In the end it did work just fine though and moved a $Bitmap file that nothing else seemed to want to move (Defraggler / Contig).


I got bored trying to solve exact same problem from inside Windows. Not internal nor third-party tools mentioned here and in the neighboring answers helped me. So I resorted to Linux and just used Gnome Disk Utility utility Resize function with no repercussions whatsoever.

But it must be noted that I previously turned off Pagefile, Hibernation, System Restore and System protection as per this answer


No defrag solution worked simply or quickly.

Instead, I moved a stuck file with a free version of EaseUS Partition Master. In minutes I had it installed, rebooted, and my partition shrunk.

You run the UI under Windows straight after installation, and after selecting the shrink operation, and clicking Apply, it will ask to reboot and shrink the volume while offline.

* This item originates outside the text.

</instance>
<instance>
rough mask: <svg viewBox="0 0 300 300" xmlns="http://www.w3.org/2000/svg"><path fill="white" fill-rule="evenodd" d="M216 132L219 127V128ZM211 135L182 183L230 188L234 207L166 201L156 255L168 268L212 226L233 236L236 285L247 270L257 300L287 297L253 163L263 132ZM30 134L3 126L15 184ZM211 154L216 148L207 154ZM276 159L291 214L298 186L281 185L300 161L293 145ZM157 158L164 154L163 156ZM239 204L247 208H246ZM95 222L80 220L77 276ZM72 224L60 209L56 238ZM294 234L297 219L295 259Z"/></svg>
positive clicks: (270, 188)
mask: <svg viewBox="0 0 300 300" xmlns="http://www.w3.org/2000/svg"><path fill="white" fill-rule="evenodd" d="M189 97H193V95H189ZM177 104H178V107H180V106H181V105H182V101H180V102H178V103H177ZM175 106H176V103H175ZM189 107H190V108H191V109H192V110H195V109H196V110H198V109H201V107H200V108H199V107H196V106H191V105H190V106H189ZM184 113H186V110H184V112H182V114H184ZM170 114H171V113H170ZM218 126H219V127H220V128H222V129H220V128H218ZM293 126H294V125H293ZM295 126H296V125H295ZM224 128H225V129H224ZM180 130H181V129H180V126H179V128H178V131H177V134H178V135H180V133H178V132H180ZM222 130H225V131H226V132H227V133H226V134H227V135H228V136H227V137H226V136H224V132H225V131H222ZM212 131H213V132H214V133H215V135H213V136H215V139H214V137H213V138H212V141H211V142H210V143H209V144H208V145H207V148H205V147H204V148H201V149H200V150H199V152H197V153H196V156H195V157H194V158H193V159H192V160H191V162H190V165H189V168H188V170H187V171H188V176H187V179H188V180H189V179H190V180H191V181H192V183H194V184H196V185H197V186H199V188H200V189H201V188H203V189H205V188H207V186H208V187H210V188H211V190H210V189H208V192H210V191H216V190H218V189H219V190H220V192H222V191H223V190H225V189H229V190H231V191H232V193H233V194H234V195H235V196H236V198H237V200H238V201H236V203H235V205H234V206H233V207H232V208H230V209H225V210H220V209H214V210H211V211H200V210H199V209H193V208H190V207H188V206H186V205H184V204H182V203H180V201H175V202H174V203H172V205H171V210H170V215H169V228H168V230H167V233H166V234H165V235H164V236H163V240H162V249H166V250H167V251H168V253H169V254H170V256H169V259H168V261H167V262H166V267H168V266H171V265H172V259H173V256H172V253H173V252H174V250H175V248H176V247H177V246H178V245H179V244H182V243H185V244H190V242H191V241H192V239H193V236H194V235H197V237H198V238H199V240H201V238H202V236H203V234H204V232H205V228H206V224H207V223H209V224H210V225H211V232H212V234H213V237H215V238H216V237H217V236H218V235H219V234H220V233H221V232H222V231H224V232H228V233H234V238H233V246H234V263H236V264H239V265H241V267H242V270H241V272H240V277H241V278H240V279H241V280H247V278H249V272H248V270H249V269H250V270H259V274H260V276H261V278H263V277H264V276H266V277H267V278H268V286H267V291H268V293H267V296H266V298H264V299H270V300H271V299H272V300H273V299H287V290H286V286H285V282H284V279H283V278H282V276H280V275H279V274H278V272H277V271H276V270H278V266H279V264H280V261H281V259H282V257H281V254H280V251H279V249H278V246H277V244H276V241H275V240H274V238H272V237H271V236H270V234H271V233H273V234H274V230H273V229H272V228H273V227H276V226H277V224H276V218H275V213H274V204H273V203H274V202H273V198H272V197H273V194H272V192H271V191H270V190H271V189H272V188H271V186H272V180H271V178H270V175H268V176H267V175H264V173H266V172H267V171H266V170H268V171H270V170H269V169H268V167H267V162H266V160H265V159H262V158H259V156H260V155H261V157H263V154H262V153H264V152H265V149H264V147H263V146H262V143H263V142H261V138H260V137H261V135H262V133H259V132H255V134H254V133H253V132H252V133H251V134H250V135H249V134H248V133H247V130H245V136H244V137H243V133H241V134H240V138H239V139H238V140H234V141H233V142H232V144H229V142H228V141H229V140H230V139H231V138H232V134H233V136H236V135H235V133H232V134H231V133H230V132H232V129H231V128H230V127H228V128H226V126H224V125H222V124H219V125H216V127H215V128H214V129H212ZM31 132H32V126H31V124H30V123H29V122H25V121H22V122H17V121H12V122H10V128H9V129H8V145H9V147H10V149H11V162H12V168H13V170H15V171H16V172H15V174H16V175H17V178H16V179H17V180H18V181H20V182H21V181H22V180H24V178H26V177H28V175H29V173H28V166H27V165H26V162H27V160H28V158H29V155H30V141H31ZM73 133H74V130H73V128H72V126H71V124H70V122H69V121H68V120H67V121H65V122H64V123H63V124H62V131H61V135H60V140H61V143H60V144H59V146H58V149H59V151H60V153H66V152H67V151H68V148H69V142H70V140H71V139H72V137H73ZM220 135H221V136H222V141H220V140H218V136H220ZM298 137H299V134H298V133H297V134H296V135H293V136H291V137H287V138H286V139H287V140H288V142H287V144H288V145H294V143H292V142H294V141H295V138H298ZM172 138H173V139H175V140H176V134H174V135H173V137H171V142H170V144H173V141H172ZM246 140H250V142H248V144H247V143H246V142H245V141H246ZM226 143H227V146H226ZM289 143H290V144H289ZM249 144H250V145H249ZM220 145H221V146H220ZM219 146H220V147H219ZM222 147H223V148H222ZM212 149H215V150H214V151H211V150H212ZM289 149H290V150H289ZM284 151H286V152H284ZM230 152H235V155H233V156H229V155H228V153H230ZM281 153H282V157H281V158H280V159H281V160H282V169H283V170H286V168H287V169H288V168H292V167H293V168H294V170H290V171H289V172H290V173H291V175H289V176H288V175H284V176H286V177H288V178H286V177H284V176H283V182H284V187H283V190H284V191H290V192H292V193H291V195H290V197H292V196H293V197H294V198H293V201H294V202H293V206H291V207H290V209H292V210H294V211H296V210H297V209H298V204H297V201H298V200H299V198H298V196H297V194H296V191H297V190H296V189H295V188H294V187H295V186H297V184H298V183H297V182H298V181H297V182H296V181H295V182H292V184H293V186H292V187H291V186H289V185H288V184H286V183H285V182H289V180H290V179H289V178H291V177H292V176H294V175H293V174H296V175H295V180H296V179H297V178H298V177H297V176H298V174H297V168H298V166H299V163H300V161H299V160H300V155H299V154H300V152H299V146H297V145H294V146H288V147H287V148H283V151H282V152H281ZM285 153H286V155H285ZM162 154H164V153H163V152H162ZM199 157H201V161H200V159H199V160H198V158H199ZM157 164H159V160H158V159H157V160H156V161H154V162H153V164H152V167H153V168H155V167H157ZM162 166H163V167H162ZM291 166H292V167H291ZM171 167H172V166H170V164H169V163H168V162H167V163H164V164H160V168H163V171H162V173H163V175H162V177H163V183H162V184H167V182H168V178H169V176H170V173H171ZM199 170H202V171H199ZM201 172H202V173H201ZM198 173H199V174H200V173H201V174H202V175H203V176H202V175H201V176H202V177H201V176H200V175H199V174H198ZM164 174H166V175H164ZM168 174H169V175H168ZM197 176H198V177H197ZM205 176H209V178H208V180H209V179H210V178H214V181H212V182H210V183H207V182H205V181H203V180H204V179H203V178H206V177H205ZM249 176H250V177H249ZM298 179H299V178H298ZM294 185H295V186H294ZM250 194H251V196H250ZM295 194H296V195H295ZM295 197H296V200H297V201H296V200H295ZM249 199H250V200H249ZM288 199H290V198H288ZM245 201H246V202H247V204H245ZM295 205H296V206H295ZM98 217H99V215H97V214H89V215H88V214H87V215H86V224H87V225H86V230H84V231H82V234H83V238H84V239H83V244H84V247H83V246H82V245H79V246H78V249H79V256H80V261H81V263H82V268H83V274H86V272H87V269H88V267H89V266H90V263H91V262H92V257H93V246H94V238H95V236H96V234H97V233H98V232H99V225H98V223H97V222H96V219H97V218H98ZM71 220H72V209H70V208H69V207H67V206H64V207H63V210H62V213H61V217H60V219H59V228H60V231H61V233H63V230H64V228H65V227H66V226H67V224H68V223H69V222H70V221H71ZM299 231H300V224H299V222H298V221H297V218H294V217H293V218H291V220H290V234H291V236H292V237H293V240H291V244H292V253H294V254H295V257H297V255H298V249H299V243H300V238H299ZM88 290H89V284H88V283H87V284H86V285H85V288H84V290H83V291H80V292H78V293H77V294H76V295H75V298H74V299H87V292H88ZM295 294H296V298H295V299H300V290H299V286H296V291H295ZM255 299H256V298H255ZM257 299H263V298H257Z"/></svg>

The only working solution was to shrink partition with MiniTool Partition Wizard which will move files at boot-time and shrink partition to desired size. If it writes something about filesystem error then run chkdsk /F /R C: in cmd.exe after Windows loads, it will suggest to run this at boot-time, reboot, wait while file system is checked, then again try to shrink partition with Partition Wizard.